1 Infinite Loop, Cupertino (by yours truly)

Apple’s Taxes vs. Jobs Argument Is Not The One Corporations Usually Make

The European Commission’s fine of €13 Bn shakes up corporate taxation concerns—but not in a good way.

In an unprecedented move, the EC has issued that Apple should pay back billions of euros in back taxes to Ireland under laws that never existed. Not because Apple exploited loopholes to avoid paying taxes, but because the EC investigation has, essentially, decided it thinks Ireland’s tax laws are inappropriate.

Apple has responded with a public letter in which it argues that this precedent could have negative consequences for businesses growing jobs in Ireland, and the E.U. as a whole. So, what’s going on?

First, the European Commission didn’t issue this unprecedented fine just because Apple is “a bad corporate citizen” — it knows that singling out Apple gets this much more publicity, and it knows that to Apple, €13 billion is a payable amount. In other words, the EC knows the media will quickly remind people “Apple can pay easily,” putting public mindset against the company because now they just look greedy if they fight this.

But don’t be fooled by clickbait headlines that frame Apple’s argument as “taxes or jobs: you can’t have both”, which is partisan nonsense not based in economic fact. It’s also simply not Apple’s argument, nor Ireland’s Minister of Finance’s argument for that matter.

Apple had a tax arrangement in Ireland, like numerous other businesses and corporations do as well, that was established in the 1980's. This was fortuitous for Apple, who had a not so great run from the mid-80's to the early 2000's, and for Ireland, who needed to attract businesses and generate jobs.

What the EC investigation’s ruling says, basically, is that those completely legal (and fairly common) arrangements are insufficient, in its eyes, so now Apple has to pay back taxes as if Ireland had a different set of laws all along. In other words: Ireland’s sovereignty as a nation in charge of its own laws was just overruled by an intra-government's report, which is why Ireland is siding with Apple on this matter and fighting the ruling.

Now, it’s important to note that both Apple and the EC have valid points. Apple warns that such EC oversight has a chilling effect on businesses, who now may face effectively-random fines of severe proportions, despite conducting business in a completely legal manner. That should give any business owner pause.

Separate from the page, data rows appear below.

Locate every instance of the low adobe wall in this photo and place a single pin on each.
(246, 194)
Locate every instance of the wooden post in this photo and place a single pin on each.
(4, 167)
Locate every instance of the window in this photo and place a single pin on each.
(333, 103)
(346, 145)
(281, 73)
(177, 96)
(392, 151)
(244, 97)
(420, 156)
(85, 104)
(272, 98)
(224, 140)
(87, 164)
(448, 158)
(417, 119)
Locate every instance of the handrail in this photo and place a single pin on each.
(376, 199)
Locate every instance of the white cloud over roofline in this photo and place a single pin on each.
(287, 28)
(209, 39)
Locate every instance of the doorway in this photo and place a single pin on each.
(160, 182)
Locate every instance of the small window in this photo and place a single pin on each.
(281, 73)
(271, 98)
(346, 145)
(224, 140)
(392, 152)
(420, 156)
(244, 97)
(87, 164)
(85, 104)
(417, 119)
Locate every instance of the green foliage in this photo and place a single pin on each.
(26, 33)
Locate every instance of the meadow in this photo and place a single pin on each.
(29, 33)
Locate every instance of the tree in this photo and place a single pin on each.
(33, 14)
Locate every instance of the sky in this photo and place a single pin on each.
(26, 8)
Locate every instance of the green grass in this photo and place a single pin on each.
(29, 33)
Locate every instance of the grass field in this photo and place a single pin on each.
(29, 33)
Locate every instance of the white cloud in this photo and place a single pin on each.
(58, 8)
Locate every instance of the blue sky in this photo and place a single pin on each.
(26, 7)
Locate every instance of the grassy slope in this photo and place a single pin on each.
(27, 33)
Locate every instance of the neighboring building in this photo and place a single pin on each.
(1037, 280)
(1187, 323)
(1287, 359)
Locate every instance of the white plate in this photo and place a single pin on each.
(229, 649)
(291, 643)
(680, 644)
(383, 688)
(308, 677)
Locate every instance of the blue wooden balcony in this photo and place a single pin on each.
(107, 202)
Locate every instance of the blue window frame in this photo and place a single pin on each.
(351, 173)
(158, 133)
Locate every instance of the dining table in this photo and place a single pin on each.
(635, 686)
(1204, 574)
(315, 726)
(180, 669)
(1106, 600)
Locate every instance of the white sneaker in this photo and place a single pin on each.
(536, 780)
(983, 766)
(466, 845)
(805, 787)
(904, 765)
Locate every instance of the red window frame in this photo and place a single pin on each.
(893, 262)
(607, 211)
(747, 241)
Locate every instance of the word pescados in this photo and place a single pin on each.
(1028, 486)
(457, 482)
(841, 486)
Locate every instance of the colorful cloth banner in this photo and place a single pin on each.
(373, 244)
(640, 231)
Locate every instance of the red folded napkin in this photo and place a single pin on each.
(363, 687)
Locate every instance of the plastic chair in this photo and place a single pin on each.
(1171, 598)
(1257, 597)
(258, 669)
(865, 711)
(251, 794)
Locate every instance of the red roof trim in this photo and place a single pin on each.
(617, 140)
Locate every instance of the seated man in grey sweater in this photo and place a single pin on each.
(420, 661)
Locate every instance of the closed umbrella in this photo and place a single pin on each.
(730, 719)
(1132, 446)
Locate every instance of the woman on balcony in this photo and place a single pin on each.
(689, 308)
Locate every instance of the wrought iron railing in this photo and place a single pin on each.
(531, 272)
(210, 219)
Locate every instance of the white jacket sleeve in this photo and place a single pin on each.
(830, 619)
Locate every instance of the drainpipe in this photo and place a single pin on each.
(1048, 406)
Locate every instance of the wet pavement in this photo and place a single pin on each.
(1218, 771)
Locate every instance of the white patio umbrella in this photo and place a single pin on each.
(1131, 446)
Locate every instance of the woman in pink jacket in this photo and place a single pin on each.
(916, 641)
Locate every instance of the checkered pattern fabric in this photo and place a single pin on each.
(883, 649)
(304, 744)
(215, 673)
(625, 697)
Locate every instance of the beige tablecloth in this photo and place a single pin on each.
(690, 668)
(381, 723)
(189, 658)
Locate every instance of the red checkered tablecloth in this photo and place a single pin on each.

But the EC’s point is valid, too: a tax rate that is effectively less than 1% for a corporation reaping billions in profits each quarter isn’t a healthy or sustainable way for governments to facilitate the infrastructures that these corporations depend on. Taxes uphold our society in countless ways, and do much more for the public good and the public’s interests than any one corporation ever could. Giant profits generally benefit only the 1% of people; same with increases in shareholder value, when those increases come at the cost of erosion from the bottom.

Apple defends its position with the claim that they are pro-tax reform, but they want a tax reform that institutes changes going forward, not retroactively. In that, I agree with them completely. But rather than spend too much time and energy on a court battle over this EC fine, I hope we get transparency — from all parties involved — into such a tax reform effort.

If the public side of this dispute remains one of a legal battle between Apple and the European Commission, and not one about comprehensive corporate tax reform in the EU, we all lose out from what could have been a fruitful trigger moment.